Wilmer has that beat: One day this summer, thieves cut several cables at the substation near ChargePoint’s headquarters in Silicon Valley. And on the company’s network, four out of five cases of vandalism involve cutting cables. Nationally, toll executives say the problem is more pronounced in urban centers, with particularly consistent problems in Las Vegas, Seattle and Oakland, California.

Many of these cord bandits are on the hunt for copper. The metal is a critical tab in the fast-growing circulation system of public charging, and prices have roughly doubled from an early 2020 low. Construction, tech gadgets and a strengthening US economy in general are also driving demand. of copper.

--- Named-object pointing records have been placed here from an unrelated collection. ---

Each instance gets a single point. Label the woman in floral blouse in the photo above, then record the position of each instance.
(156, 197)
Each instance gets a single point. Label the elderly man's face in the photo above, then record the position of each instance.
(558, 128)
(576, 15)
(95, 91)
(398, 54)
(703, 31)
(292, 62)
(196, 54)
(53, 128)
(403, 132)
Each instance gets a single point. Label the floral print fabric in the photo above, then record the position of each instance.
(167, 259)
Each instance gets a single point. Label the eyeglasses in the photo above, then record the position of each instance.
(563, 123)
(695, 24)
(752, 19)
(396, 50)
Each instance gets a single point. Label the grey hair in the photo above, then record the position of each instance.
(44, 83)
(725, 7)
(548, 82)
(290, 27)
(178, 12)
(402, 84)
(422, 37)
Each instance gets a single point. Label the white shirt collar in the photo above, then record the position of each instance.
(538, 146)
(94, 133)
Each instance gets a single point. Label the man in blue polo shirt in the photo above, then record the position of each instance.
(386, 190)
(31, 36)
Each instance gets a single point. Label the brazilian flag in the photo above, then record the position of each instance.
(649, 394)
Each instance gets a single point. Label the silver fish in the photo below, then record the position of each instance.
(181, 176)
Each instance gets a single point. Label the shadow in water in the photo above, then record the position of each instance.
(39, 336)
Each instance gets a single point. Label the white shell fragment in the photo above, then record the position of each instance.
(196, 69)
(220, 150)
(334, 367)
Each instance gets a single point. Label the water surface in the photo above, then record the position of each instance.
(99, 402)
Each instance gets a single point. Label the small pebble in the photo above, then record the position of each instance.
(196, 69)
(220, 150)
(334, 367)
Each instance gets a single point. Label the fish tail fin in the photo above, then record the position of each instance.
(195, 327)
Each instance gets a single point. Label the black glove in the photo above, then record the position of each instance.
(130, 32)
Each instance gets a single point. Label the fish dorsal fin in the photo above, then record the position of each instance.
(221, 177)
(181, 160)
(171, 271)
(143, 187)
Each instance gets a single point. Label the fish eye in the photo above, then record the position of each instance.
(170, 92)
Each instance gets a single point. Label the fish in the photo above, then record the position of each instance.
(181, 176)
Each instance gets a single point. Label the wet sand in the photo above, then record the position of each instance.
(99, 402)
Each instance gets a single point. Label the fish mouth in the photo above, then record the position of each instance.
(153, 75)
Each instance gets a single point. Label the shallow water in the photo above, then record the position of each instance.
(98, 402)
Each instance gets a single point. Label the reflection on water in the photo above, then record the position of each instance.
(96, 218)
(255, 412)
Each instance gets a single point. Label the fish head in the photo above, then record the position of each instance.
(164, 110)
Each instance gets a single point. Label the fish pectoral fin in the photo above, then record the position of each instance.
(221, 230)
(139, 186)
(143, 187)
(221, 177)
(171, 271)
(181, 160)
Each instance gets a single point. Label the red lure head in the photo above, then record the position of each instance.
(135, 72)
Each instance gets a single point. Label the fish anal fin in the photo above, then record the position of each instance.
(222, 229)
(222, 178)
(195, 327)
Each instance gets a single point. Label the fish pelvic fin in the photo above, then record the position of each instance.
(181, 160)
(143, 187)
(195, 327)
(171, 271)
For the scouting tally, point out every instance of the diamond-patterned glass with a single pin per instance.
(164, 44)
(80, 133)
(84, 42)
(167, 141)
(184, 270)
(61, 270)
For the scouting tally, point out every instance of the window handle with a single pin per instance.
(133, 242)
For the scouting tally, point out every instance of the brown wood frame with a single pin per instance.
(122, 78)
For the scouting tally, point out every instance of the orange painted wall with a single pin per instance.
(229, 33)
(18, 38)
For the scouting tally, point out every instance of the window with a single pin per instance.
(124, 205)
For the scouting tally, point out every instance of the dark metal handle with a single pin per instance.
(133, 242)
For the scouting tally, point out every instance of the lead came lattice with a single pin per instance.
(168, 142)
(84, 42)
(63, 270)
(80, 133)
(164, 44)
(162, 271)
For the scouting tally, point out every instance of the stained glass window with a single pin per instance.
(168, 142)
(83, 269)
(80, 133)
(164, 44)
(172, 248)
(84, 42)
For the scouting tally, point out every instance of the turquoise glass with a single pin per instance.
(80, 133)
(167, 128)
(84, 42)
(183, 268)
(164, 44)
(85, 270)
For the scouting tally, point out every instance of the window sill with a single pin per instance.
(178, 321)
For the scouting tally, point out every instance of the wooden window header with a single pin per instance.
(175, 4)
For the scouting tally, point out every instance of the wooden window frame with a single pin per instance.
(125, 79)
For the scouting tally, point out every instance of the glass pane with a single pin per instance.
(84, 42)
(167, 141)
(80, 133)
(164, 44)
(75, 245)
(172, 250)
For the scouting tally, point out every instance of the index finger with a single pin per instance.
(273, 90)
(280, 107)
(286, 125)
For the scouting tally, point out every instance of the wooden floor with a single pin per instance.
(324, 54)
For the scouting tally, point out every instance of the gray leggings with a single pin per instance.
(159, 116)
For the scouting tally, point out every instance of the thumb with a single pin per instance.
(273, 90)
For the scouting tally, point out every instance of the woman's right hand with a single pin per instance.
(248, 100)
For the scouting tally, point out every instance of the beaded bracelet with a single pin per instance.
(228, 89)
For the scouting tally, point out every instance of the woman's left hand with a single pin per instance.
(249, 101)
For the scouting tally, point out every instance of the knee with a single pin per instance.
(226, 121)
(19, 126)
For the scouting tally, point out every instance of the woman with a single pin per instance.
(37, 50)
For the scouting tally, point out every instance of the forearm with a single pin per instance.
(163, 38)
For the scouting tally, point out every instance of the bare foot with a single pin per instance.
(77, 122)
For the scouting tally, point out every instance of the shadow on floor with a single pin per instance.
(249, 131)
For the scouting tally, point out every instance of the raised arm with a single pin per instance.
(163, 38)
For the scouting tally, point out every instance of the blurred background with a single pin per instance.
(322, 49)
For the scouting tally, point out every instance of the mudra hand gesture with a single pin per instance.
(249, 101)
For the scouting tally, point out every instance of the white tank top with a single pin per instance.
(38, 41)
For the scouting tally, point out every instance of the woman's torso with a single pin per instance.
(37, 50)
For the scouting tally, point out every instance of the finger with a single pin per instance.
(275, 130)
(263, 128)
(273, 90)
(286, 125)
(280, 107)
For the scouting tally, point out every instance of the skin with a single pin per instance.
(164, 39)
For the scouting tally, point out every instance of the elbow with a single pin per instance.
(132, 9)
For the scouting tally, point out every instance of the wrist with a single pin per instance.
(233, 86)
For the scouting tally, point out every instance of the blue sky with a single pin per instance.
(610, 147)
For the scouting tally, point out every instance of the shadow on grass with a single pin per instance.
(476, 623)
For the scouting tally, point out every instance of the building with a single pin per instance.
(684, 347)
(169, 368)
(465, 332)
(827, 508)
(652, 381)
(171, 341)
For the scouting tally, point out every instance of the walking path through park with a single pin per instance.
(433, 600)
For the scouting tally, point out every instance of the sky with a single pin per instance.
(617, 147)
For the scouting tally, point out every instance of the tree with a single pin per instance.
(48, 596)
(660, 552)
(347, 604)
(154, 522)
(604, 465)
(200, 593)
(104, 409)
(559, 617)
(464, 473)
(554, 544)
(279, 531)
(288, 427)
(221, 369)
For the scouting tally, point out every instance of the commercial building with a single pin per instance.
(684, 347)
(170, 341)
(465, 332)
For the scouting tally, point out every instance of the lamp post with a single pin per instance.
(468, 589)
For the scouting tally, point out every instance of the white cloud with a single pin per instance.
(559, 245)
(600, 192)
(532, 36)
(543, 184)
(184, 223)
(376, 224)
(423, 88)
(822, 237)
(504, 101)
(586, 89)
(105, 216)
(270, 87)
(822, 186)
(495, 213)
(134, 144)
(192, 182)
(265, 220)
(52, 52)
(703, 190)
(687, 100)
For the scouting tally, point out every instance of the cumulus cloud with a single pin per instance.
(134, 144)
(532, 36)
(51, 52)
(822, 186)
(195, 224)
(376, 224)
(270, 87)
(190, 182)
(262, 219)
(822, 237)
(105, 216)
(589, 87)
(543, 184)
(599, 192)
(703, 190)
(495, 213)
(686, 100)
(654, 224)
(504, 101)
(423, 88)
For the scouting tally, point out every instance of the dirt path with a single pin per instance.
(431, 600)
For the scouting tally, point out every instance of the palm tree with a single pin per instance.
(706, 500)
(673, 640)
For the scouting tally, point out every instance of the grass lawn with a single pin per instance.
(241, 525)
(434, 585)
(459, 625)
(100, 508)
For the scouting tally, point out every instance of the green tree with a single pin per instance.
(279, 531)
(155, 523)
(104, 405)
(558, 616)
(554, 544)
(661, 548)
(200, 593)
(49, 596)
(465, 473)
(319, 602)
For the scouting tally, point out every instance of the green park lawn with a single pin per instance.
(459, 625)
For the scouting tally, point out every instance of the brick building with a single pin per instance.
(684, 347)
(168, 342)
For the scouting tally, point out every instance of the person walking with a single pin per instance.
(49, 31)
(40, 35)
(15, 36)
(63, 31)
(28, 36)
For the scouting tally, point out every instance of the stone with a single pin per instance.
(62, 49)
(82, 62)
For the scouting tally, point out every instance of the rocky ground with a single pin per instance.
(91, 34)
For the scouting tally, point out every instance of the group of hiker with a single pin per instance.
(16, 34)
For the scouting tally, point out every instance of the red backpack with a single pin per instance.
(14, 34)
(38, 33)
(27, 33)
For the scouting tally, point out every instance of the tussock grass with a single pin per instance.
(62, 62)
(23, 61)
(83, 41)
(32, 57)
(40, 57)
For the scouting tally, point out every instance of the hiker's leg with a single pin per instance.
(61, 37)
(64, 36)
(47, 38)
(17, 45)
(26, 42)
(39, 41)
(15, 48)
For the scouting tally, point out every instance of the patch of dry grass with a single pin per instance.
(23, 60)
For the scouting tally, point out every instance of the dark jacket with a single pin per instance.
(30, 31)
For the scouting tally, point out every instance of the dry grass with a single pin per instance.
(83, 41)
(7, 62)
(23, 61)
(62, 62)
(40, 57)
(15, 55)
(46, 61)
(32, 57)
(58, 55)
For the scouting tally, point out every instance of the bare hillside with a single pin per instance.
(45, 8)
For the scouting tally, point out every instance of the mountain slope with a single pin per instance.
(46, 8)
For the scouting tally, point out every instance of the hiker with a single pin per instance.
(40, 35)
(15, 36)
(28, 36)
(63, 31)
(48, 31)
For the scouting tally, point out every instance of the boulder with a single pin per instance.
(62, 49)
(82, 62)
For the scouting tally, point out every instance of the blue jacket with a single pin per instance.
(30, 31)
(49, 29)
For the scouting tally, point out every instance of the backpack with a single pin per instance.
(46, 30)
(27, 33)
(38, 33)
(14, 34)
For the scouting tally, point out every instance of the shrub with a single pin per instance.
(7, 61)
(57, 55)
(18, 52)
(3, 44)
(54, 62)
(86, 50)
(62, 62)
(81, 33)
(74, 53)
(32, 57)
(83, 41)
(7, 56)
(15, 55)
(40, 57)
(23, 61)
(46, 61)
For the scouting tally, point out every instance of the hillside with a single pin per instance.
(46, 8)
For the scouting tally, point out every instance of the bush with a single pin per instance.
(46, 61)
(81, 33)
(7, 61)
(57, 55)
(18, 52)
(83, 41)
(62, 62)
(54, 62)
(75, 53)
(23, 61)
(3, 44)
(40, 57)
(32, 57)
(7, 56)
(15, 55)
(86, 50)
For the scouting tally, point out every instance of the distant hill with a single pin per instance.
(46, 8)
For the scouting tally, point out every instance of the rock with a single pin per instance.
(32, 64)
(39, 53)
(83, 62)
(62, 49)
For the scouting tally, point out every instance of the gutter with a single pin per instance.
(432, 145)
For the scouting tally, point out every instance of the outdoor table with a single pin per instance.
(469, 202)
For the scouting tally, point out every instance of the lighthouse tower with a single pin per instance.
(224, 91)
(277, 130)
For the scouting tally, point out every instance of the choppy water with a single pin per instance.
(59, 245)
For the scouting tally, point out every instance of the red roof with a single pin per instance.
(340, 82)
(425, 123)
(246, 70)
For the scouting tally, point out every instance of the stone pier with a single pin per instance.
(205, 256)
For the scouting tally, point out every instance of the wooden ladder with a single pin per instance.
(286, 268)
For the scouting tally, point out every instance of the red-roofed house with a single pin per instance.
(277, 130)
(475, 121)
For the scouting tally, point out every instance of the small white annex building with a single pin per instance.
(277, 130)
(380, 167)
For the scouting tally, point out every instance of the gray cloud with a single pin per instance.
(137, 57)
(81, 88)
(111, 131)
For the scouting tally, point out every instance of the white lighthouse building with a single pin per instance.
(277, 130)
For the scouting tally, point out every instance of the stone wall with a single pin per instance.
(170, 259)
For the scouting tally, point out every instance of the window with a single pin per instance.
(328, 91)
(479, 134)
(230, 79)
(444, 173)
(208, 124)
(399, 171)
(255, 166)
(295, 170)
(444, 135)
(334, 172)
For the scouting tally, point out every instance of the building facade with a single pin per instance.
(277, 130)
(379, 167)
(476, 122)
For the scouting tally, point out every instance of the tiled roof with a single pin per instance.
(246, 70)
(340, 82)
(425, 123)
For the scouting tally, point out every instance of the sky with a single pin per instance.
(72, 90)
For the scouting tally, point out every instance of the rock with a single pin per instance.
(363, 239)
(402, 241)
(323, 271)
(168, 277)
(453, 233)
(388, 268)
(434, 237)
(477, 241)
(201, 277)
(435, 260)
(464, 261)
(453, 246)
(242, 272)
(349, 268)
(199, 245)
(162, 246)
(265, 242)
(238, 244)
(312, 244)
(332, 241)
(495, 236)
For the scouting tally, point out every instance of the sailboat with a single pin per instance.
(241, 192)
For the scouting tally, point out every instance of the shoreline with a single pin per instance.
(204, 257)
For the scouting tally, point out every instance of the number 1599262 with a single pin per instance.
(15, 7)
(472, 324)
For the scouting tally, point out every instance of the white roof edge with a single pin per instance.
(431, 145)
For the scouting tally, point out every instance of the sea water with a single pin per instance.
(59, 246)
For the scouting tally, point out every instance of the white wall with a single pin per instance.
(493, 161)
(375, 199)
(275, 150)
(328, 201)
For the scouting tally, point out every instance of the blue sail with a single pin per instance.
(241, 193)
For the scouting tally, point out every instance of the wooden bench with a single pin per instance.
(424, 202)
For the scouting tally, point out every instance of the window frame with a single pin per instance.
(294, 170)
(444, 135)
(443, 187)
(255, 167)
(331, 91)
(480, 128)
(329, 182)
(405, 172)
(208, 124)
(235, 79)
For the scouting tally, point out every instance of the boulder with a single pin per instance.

The profit motive is reflected in the nature of the vandalism, which is often more organized than opportunistic. Bands of thieves will cut every cable in a station, taking it completely offline. Electrify America has also seen copper wiring pulled from its charging facilities and underground conduits. EVgo Inc., which operates nearly 1,000 stations in the U.S., has security footage of criminals wearing uniforms to look like workers or technicians.

“Ultimately, there needs to be a broader law enforcement response to this,” says Sara Rafalson, EVgo’s executive director of policy.

Scale theft may also be the only way thieves can get a decent return on investment. A slow charging cable, known as a level 2 charger, contains about 5 kg of copper; right now that’s about $21. A Level 3 cable – the kind found at fast charging stations – has about twice as much.

“The financial reward hardly justifies the risk and effort involved,” says Travis Allan, chief legal and public affairs officer at FLO.

For charging companies, the theft can add up quickly: Level 2 cables cost about $700 apiece to replace, while fast-charging conduits can run up to $4,000. Most loader operators are working on technology solutions to minimize these costs, including automated surveillance. FLO chargers, for example, have 200 different sensors, including one that can detect a cut cable. But it’s almost impossible to automatically catch any form of casual chaos.

“It’s very difficult to raise an alarm on spray paint,” says Yann Benoit, senior director of loading operations at FLO.

A Chevrolet Bolt charges at a ChargePoint electric vehicle charging station. Photographer: Angus Mordant/Bloomberg

Cameras and other proactive monitoring can also become prohibitively expensive and raise privacy concerns. FLO is testing new chargers that have a camera inside – just like an ATM – but plans to activate the cameras only in areas with high levels of vandalism. Electrify America now has cameras at about 100 stations and is installing speakers that will essentially yell at would-be thieves.

ChargePoint relies on drivers as their first line of defense. Last month, the company’s app began asking users to flag damaged stations, asking them to categorize the problem and submit a photo. Wilmer says the update will help the company identify and repair vandalized chargers more quickly, ideally in less than a day.

“We’ve invested a lot in this area,” he says, adding that the company’s focus is more on keeping chargers constantly operational for drivers than on reducing repair costs.

At its lab in San Jose, ChargePoint is also examining how vandals carry out their tasks and what they can do to make it harder. Wilmer’s engineers scour YouTube for videos of thieves breaking bike locks — a process not dissimilar to cable theft — and ChargePoint is among the companies looking to develop a cable that can’t be cut. It’s more complicated than it sounds: the resist coating would help, but it makes the hoses heavier, less malleable, and harder to cool.

In short, the vandals currently have the edge.

Top photo: A PlugNYC FLO electric vehicle charger near Central Park West in New York City. Photographer: Jeenah Moon/Bloomberg.